—Ceux que mistress Norton préfère, oui. Mes Rousseau, mes Jules Dupré.
—Et, continua le banquier, aviez-vous pris la précaution de les faire assurer, au moins?
—Oh! l'assurance est la règle de tout bon Américain! fit Norton. Très hardi, le Yankee, mais très prudent! Mes tableaux valent une fortune? Eh bien, mes mesures sont prises. Si je les perdais, on me rendrait une fortune! Voilà! Ce que je voudrais trouver, je le répète sans cesse, comme un refrain—et il riait—c'est une compagnie qui assurât le bonheur!
—Si elle se fonde, cette compagnie-là, dit le docteur Fargeas, ne prenez pas de ses actions! Elle fera de mauvaises affaires!
[IV]
La colonelle Dickson continuait à épier, de ses gros yeux bleus, ce qui se passait dans le salon. Assise à la même place, elle tenait toujours à la main sa tasse de thé vide, pour se donner une contenance. Le vicomte de Bernière, penché sur le piano où Arabella laissait courir ses doigys fuselés, lui semblait en bonne voie de flirtation. Mais quoiqu'elle l'eût d'abord trouvée insignifiante, il y avait là cette miss Éva, fine, rieuse, remuante, et, avec Éva, Mlle Offenburger, avec son beau profil hébraïque et ses épaules grasses et ses mains toutes petites et ses yeux de gazelle mourante qui maintenant gênaient la colonelle. Mme Dickson semblait avoir décidément jeté son dévolu sur Bernière, si amusant avec son dandysme de décadent, son esprit, sa fortune et son titre! Arabella vicomtesse! La perspective était loin de déplaire à la colonelle. Elle avait rêvé des ducs, des princes, des altesses. Mais à Nice, elle avait failli se laisser duper par un prince de table d'hôte et, depuis l'aventure, l'Américaine se méfiait. D'ailleurs le colonel avait pris ses renseignements sur Bernière. Bonne famille. Orphelin. Un titre authentique. Arabella pouvait flirter.
C'était encore cette petite Allemande qui gênait la colonelle Dickson.

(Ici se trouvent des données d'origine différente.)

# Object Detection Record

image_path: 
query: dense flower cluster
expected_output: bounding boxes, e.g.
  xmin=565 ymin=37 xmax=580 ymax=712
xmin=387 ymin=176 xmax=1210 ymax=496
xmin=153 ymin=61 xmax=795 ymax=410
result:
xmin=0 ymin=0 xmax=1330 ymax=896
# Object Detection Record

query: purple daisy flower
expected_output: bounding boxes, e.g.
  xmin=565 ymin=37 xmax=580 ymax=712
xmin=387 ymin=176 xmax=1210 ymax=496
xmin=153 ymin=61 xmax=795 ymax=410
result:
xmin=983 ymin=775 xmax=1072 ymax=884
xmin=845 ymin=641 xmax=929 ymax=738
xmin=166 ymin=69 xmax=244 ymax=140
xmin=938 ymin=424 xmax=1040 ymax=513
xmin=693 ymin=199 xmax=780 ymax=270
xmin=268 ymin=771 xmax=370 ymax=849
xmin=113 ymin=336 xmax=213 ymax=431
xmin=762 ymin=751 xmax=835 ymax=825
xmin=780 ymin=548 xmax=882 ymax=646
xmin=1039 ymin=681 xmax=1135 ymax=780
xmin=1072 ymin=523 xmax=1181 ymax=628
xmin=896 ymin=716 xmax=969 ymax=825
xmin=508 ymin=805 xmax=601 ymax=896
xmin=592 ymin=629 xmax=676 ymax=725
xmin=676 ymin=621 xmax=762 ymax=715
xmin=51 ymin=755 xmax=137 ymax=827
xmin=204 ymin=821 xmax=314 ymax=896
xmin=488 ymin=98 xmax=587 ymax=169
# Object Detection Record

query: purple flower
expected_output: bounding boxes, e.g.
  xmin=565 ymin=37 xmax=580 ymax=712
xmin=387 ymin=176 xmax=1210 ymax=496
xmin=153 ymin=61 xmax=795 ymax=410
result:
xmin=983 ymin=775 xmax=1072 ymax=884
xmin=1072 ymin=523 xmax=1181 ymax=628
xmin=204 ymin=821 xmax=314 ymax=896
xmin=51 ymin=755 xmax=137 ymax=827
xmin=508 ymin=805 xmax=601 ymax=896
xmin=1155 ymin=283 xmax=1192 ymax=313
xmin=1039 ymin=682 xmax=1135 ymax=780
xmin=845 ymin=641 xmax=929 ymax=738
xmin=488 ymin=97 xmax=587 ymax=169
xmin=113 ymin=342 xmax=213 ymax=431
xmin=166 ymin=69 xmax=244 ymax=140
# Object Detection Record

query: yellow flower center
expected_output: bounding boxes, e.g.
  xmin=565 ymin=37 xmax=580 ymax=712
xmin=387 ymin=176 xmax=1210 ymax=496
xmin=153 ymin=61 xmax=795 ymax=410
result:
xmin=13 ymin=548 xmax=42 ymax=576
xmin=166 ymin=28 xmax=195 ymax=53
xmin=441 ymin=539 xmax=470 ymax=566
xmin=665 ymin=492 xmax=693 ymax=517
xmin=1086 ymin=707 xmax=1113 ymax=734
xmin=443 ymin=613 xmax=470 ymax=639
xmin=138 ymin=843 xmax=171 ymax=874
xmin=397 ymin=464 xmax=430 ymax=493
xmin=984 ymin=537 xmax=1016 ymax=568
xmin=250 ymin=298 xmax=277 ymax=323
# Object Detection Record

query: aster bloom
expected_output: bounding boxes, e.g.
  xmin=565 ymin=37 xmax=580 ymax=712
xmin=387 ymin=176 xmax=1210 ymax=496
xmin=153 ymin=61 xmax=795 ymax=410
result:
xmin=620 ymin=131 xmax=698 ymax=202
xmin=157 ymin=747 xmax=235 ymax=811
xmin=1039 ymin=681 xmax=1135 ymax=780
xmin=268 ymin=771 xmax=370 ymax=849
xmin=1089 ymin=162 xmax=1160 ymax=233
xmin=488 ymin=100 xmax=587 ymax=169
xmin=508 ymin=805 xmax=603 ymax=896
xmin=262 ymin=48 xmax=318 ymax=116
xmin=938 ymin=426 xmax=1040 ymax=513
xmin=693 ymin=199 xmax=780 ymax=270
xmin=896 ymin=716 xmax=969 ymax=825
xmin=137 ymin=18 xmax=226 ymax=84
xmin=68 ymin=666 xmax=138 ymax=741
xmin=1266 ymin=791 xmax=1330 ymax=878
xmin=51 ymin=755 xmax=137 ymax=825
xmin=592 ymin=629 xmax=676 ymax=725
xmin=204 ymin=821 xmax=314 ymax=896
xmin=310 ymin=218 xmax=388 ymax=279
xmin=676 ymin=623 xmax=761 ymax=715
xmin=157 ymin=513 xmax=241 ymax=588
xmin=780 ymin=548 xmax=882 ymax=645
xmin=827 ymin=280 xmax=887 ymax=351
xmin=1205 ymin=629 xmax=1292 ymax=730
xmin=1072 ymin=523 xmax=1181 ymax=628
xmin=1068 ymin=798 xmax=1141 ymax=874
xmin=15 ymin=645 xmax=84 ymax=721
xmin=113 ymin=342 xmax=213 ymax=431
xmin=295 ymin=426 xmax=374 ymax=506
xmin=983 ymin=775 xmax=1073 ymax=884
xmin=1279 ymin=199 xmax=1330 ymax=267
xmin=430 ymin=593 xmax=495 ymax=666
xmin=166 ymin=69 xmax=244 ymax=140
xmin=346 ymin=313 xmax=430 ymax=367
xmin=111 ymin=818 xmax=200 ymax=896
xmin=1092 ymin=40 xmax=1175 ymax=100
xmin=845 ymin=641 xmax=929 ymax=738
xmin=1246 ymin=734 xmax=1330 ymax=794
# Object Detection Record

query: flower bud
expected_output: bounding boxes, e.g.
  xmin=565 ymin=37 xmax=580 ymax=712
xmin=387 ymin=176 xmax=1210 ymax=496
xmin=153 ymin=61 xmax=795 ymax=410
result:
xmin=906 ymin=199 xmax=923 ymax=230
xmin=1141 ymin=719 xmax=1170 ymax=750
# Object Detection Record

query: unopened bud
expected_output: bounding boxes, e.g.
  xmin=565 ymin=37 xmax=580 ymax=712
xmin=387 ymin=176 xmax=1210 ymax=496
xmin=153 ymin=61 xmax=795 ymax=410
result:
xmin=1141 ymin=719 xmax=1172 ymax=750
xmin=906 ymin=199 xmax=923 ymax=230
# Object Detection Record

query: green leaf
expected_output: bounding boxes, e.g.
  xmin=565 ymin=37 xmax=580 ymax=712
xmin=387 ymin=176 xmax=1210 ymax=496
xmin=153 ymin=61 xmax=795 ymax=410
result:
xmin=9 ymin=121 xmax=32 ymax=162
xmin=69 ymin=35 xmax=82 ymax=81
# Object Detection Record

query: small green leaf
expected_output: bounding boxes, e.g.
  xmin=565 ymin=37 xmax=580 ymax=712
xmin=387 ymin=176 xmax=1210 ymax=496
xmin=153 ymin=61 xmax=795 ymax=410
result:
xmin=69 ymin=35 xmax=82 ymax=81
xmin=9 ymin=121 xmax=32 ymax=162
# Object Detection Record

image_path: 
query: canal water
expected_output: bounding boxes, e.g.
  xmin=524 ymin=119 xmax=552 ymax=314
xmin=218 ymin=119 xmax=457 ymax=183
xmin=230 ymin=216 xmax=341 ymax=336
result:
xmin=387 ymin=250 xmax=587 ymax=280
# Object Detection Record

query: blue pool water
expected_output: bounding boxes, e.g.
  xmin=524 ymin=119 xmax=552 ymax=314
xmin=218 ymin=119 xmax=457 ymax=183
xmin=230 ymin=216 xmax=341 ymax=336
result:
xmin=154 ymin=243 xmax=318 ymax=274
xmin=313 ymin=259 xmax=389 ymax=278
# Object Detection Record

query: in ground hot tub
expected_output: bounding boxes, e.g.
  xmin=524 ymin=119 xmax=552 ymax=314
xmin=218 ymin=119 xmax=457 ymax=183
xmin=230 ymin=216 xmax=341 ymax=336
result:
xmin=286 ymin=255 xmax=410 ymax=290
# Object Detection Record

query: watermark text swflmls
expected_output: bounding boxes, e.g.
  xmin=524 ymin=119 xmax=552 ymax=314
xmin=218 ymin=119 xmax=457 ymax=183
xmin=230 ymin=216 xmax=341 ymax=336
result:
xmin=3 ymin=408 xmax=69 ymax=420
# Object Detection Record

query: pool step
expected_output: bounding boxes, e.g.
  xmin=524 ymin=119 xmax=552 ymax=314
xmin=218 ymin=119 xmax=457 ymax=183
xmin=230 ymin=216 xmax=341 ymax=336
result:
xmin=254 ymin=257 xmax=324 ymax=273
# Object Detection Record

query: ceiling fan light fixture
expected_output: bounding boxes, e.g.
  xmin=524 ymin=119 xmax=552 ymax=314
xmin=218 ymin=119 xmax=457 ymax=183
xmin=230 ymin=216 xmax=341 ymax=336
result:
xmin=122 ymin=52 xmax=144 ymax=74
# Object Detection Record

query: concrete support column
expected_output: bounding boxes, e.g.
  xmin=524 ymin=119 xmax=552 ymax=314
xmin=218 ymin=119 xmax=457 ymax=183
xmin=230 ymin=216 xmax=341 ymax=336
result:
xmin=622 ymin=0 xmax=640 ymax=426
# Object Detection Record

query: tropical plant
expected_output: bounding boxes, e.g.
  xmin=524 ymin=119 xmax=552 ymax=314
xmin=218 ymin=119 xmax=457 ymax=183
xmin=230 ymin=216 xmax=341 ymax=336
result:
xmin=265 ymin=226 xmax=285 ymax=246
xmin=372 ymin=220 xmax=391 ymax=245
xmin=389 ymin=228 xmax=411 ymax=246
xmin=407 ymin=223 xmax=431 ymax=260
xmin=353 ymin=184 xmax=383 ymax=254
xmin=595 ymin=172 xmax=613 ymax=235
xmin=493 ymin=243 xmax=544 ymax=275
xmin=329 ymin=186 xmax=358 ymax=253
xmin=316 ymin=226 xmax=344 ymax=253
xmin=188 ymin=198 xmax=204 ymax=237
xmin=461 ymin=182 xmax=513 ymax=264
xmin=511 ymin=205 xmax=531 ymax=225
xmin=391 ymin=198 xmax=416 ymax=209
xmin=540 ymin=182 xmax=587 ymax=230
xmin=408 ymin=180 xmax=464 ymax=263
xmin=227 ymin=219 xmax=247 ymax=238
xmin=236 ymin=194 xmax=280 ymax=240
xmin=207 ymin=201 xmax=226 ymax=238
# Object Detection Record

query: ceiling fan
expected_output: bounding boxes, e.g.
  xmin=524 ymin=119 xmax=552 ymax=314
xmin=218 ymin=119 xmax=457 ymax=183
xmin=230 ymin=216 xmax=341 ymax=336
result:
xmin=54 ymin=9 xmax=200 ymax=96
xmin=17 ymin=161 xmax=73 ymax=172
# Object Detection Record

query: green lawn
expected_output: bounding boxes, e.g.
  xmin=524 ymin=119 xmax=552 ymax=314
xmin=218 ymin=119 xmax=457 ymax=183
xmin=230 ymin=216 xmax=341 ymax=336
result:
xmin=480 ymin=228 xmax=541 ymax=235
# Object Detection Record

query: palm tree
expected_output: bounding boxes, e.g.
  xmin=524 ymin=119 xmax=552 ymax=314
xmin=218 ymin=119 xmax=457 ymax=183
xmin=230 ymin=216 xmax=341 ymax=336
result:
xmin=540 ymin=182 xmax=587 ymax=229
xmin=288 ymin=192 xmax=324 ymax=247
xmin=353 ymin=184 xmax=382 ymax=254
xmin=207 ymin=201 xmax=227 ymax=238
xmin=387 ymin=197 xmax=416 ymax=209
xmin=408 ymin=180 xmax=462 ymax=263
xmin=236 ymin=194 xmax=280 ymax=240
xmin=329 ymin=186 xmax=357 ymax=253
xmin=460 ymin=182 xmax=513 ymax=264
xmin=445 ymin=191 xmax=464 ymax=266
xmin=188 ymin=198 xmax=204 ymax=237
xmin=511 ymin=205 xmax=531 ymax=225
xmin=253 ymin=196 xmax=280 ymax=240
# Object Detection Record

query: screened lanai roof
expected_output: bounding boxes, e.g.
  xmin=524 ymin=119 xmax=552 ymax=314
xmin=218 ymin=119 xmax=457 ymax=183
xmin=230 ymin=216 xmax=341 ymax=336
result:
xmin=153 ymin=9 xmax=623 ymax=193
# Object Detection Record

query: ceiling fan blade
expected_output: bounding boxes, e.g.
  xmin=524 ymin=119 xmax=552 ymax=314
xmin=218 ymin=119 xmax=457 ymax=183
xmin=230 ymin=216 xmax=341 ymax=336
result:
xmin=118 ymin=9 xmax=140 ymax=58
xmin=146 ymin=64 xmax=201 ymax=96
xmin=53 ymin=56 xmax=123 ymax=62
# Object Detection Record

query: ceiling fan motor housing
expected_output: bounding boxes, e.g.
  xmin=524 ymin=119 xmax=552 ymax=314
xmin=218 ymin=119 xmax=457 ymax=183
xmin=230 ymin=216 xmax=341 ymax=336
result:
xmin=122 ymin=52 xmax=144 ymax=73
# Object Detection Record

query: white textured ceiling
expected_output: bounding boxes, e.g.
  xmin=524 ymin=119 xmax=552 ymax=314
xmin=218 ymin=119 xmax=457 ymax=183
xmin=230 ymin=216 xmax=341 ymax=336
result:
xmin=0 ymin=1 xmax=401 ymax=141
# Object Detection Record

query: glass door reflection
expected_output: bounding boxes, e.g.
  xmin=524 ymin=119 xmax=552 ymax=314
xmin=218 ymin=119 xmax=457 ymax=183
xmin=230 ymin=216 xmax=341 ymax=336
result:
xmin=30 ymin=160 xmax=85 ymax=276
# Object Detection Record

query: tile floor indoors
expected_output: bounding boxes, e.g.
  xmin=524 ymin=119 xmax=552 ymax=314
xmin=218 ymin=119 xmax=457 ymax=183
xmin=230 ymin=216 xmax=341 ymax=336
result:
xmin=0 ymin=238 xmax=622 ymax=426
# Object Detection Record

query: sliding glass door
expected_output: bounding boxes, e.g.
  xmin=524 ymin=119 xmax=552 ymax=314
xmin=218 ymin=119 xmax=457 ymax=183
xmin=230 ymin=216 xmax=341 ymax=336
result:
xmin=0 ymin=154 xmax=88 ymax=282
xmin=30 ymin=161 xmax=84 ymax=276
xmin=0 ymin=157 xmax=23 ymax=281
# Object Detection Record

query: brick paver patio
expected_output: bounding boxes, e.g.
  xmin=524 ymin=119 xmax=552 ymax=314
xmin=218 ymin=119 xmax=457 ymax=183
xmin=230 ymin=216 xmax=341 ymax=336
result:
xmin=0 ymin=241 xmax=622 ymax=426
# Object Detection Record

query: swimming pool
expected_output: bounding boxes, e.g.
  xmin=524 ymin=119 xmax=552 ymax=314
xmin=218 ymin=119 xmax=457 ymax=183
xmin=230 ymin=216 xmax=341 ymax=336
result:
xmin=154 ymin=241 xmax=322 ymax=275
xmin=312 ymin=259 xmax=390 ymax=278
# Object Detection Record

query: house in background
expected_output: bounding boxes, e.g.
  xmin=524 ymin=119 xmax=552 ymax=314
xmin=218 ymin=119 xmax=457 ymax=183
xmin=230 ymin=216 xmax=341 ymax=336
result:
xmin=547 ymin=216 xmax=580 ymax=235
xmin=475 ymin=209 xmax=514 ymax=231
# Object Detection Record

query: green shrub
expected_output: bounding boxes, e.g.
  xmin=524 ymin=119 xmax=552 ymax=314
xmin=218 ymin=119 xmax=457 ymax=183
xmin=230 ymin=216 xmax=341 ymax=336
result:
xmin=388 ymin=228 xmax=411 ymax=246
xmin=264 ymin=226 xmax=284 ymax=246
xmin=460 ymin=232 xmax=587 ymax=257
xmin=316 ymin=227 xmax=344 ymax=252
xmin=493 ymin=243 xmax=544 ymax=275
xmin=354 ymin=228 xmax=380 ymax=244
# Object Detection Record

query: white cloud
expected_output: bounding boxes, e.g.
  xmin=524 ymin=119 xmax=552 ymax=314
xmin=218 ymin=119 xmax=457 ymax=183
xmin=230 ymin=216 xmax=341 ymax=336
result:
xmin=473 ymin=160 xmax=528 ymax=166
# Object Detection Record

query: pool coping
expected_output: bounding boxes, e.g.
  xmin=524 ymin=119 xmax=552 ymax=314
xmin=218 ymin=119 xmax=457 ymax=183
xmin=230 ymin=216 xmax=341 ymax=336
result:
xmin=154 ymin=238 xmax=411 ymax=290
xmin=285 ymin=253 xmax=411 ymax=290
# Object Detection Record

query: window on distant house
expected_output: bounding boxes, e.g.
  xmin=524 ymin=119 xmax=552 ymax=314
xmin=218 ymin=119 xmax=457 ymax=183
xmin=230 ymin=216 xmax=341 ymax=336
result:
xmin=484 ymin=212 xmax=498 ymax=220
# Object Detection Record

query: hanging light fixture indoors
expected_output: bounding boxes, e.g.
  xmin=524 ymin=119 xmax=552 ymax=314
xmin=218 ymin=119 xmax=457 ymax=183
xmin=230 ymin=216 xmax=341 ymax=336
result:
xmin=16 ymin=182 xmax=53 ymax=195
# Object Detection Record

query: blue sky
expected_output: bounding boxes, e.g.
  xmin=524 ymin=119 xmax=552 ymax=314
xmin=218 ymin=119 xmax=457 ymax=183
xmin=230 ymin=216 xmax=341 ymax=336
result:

Évidemment, Mlle Offenburger glissait volontiers, coulait adroitement des regards doux du côté de M. de Bernière. Elle avait, elle aussi, des vues sur le vicomte, peut-être. Lui, Bernière, se sentait doucement enveloppé par ces prévenances, ces gentillesses, qui chatouillaient son pessimisme. Il trouvait la belle Arabella délicieuse et la petite Offenburger très appétissante. Et miss Éva, qui le raillait volontiers, lui semblait piquante en diable, la gentille Américaine, très piquante.
Mais Bernière ne songeait, du reste, sérieusement ni à celle-ci ni à celle-là et, pour le moment, en philosophe pratique, il regardait au loin les lumières du Havre, et se disait qu'il était bon et doux d'entendre, après un dîner exquis, une musique agréable jouée par une jolie femme.